Namen verraten die Hoffnungen, Vorstellungen, Projektionen von Vätern und Müttern, folgen Trends und deuten auf die Herkunft ihrer Träger hin.
Für Juden sind mit der Namensgebung eines Kindes viele Entscheidungen verbunden: Soll der Name die Zugehörigkeit unterstreichen, nur für andere Juden kenntlich sein, oder gerade nicht? Ist er geläufig in der Sprache des Landes, aus dem eine Familie kam oder in das ein Kind geboren wird? Welche Übersetzungen hat er erlebt? An wen soll er erinnern? Kolleginnen und Kollegen sowie Freundinnen und Freunde des Jüdischen Museums Berlin teilen in diesem Blog ihre Gedanken zu diesen und anderen Fragen mit.
Naomi
Mein Name bedeutet »angenehm« auf Hebräisch, und angenehm war er in Nordamerika Mitte der 70er Jahre tatsächlich: angenehm normal. Naomi war weder einer der Modenamen wie Jennifer, Amy, Melissa und Heather, noch war er so außergewöhnlich wie die Namen anderer Flower-Power-Kinder dieser Zeit wie Blossom, Charisma, Summer oder Echo.

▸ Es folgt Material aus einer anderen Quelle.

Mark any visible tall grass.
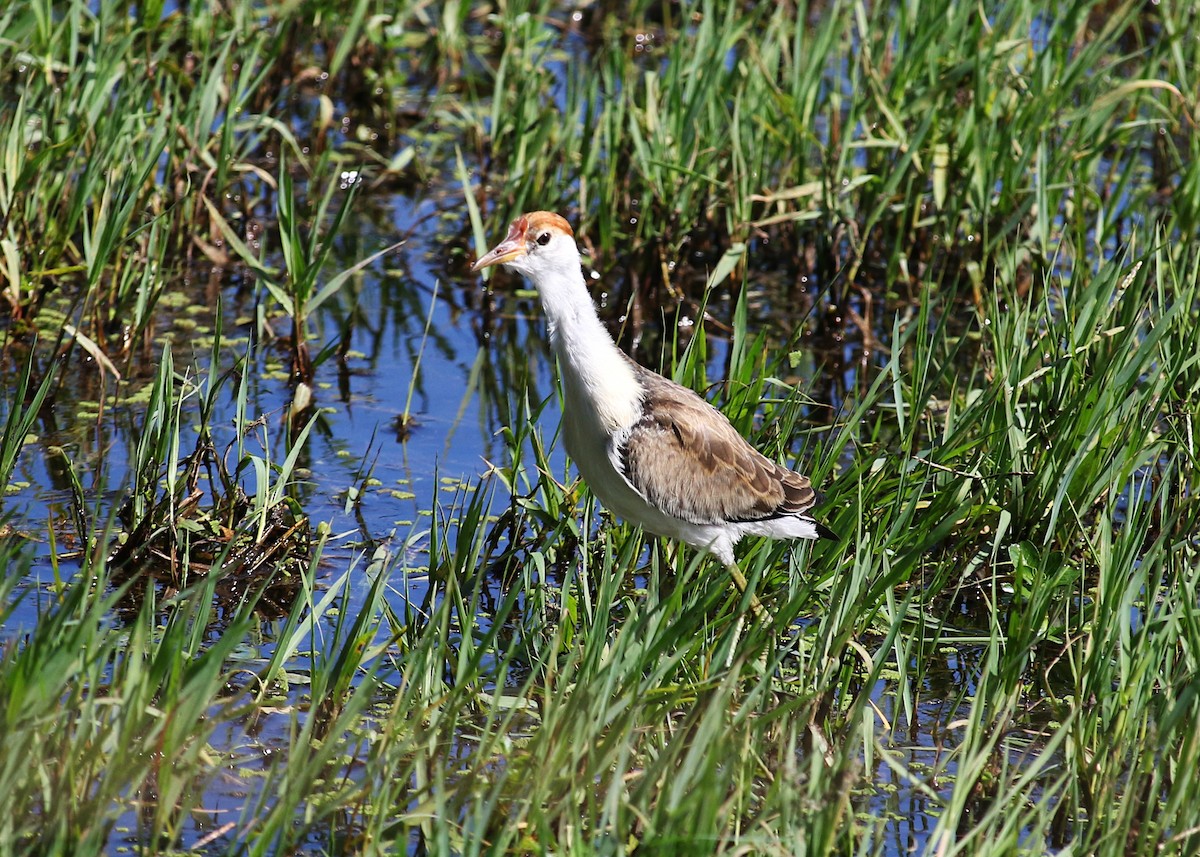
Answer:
[0,0,1200,857]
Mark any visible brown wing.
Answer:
[618,366,816,525]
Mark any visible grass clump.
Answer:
[0,0,1200,857]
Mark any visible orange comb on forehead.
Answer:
[523,211,575,238]
[504,215,529,241]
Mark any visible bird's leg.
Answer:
[726,562,767,622]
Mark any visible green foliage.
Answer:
[0,0,1200,857]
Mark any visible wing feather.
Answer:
[617,366,817,525]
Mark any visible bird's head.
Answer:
[470,211,580,283]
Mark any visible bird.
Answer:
[472,211,838,604]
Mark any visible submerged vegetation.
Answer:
[0,0,1200,857]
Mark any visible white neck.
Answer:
[533,258,642,435]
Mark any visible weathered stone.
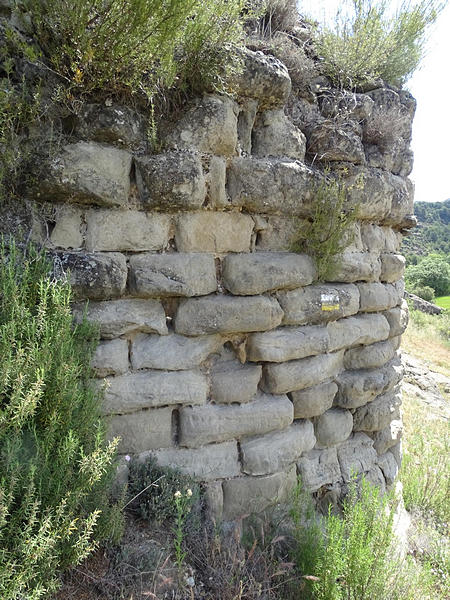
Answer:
[337,433,378,483]
[211,361,262,404]
[53,252,128,300]
[247,326,328,362]
[131,333,224,371]
[106,408,173,454]
[227,157,319,217]
[130,252,217,298]
[163,96,238,156]
[353,388,401,431]
[175,212,254,253]
[262,352,343,394]
[380,254,406,283]
[252,110,306,161]
[291,382,338,419]
[314,408,353,448]
[180,393,294,448]
[135,152,206,210]
[91,338,128,377]
[175,296,283,335]
[37,142,131,206]
[223,466,297,521]
[344,340,396,369]
[74,299,167,339]
[222,252,317,296]
[358,283,402,312]
[297,447,341,492]
[335,357,403,408]
[277,284,359,325]
[86,210,170,252]
[103,371,208,414]
[241,421,316,475]
[151,441,241,481]
[327,314,390,352]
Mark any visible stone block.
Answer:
[135,152,206,211]
[291,382,338,419]
[222,252,317,296]
[175,296,283,335]
[91,338,128,377]
[247,326,329,362]
[53,252,128,300]
[37,142,131,206]
[175,212,254,254]
[314,408,353,448]
[180,393,294,448]
[74,298,168,339]
[130,252,217,298]
[227,157,319,217]
[353,388,401,431]
[277,284,359,325]
[223,466,297,521]
[297,447,341,492]
[327,314,390,352]
[211,361,262,404]
[240,421,316,475]
[86,209,170,252]
[262,352,343,394]
[151,441,241,481]
[106,408,173,454]
[131,333,224,371]
[103,371,208,414]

Mit seinem Bezug zur alttestamentarischen Geschichte von Rut und Noomi ist mein Name beliebt unter jüdischen Eltern. Zu meinen Namensvetterinnen gehören beispielsweise die jüdischen Sozialkritikerinnen Naomi Klein (1970) und Naomi Wolf (1962). Es gibt aber auch nicht-jüdische Naomis wie die Schauspielerinnen Naomi Watts (1968) und Naomie Harris (1976). Wie ich sind viele Naomis ebenfalls Sommerbabys, da die Geschichte von Rut und Noomi zu Schawuot, einem Feiertag im Sommer, gelesen wird, und es jüdischem Brauch entspricht, Kinder nach den Figuren der biblischen Geschichten zu benennen, die zum Zeitpunkt der Geburt gelesen werden.
In den 1980er Jahren zogen meine Familie und ich nach Berlin. Anders als in Toronto war mein Name dort, in dieser insularen Enklave vor der Wende, praktisch unbekannt. Noch dazu klang er mit seiner ungewöhnlichen Kombination von Vokalen ganz anders als geläufige Namen wie Nicole, Stephanie, Kathrin und Claudia. Einmal fragte mich ein Junge, dem die Aussprache meines Namens schwer fiel, ob ich nach den Maoam-Bonbons benannt worden sei.
Das Ansehen meines Namens änderte sich 1988 schlagartig. In jenem Jahr wurde ein achtzehnjähriges Model afrikanisch-jamaikanisch-chinesischen Ursprungs namens Naomi Campbell auch in Deutschland über Zeitschriftenartikel, Modewerbung und Interviews bekannt. Plötzlich, von einem Tag auf den anderen, stand mein Name für die Gauguin‘sche Exotik, die sie verkörperte.
Zuerst machte mir Naomi Campbell das Leben leichter. Ich habe meinen Namen seitdem nie wieder buchstabieren müssen. Doch schon bald ergaben sich dank des Topmodels neue Komplikationen: Allein durch den Klang und die Schreibweise meines Namens erweckte ich das Interesse von Leuten mit Hang zur Xenophilie, die jedoch beim Anblick meiner blassen Haut deutlich enttäuscht wirkten.
Naomi Lubrich, Medien
Interessant zu lesen, macht neugierig auf die Rezeption des Nachnamens ;) Ich fand meinen in anderen Ländern extrem normalen Vornamen immer blöd, weil er so auffällig war und weil er mir später dann in bemerkenswerten Kontexten begegnete: Rosa hießen in der Literatur, die wir in Deutsch gelesen haben (Schiller und Ähnliche) immer die Dienstmädchen oder die zwielichtigen Gestalten, die mehr oder weniger offen Huren waren. Andererseits hatte ich eine Lehrerin, die mich oft als Rosi drannahm, weil das so in ihrem Kopf zementiert weil in Bayern normal sei. Rosa Luxemburg, die ein, zwei Jahre später im Unterricht auftauchte, beruhigte mich dann etwas. Lustigerweise wurde ich immer wieder mal gefragt, ob meine Eltern mich nach ihr benannt hätten – denen bestimmt nichts ferner lag… Was gibt es denn zu „Rosa“ und jüdischen Bezügen zu sagen?